Some of the research on Euphorbia plant extract and its components are in vivo studies. However, cancer cell lines have been used in most in vitro studies. The originality of our experiments is the application of Euphorbia grisophylla plant extract to healthy cells in vitro under short-term treatment. According to our findings, Euphorbia grisophylla extract showed a clear and consistent cytotoxic effect. In most previous studies, Euphorbia sp plant extracts have cytotoxic and antioxidant potential in cancer cell lines.
As mentioned above, according to our findings, spurge extract had a partial cytogenotoxic effect on lymphocytes. The cause for this effect has not been clearly explained. Presumably, this situation may have resulted from the retention of the dissolved oxygen present in the culture medium by the extract. The oxygen binding prediction has not yet been experimentally confirmed. However, the practice of using euphorbia in fishing with the conventional method among the people forms the basis of this idea.

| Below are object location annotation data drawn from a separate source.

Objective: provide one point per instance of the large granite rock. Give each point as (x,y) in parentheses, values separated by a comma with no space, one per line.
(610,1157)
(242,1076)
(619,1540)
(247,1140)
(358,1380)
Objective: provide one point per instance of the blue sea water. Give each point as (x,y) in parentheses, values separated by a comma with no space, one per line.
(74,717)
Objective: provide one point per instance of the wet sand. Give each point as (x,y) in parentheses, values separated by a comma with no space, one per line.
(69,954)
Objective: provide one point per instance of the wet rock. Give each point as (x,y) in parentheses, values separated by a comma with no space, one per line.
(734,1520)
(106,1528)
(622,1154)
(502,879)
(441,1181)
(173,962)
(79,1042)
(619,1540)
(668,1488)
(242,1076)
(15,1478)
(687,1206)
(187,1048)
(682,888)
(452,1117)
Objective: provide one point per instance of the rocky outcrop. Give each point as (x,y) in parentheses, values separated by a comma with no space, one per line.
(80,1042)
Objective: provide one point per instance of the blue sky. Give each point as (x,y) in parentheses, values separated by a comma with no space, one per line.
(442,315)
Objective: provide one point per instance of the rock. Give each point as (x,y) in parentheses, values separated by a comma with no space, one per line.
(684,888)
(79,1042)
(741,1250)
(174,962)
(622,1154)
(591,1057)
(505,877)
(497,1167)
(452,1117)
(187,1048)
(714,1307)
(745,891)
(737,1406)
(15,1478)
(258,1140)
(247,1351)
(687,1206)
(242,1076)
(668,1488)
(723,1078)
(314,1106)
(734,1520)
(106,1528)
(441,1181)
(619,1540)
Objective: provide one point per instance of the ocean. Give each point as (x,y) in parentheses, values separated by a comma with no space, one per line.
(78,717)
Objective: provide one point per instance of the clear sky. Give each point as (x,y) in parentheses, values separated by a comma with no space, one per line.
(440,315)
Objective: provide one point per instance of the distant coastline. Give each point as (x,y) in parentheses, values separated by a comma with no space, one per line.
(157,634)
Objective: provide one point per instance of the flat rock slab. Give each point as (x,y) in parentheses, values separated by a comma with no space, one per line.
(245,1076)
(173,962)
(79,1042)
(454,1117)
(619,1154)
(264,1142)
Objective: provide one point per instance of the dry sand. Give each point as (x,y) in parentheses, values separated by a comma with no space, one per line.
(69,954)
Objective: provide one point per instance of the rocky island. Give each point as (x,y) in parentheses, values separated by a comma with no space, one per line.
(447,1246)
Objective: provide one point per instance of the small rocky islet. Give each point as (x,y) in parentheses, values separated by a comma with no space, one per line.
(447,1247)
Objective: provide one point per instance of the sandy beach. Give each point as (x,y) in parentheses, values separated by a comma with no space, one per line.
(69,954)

Presumably, the fact that the extract does not stimulate oxidative stress indicators may be related to the oxygen binding/retention characteristic in the environment.
In summary, in this study, moderate genotoxic and cytotoxic effects of Euphorbia grisophylla extract were observed at subtoxic concentrations in cultured healthy human peripheral lymphocyte cultures. However, the agent has not caused significant changes in parameters related to oxidative stress. The fact that a small number of similar studies have been carried out before increases the importance of this project. Original scientific research to be carried out by impartial laboratories with euphorbia extract or components in different cell systems and with innovative methods, alone or in combination, will be groundbreaking in that area. In summary, it is a strong possibility that the findings obtained from these studies will donate new paradigms to the pharmaceutical industry.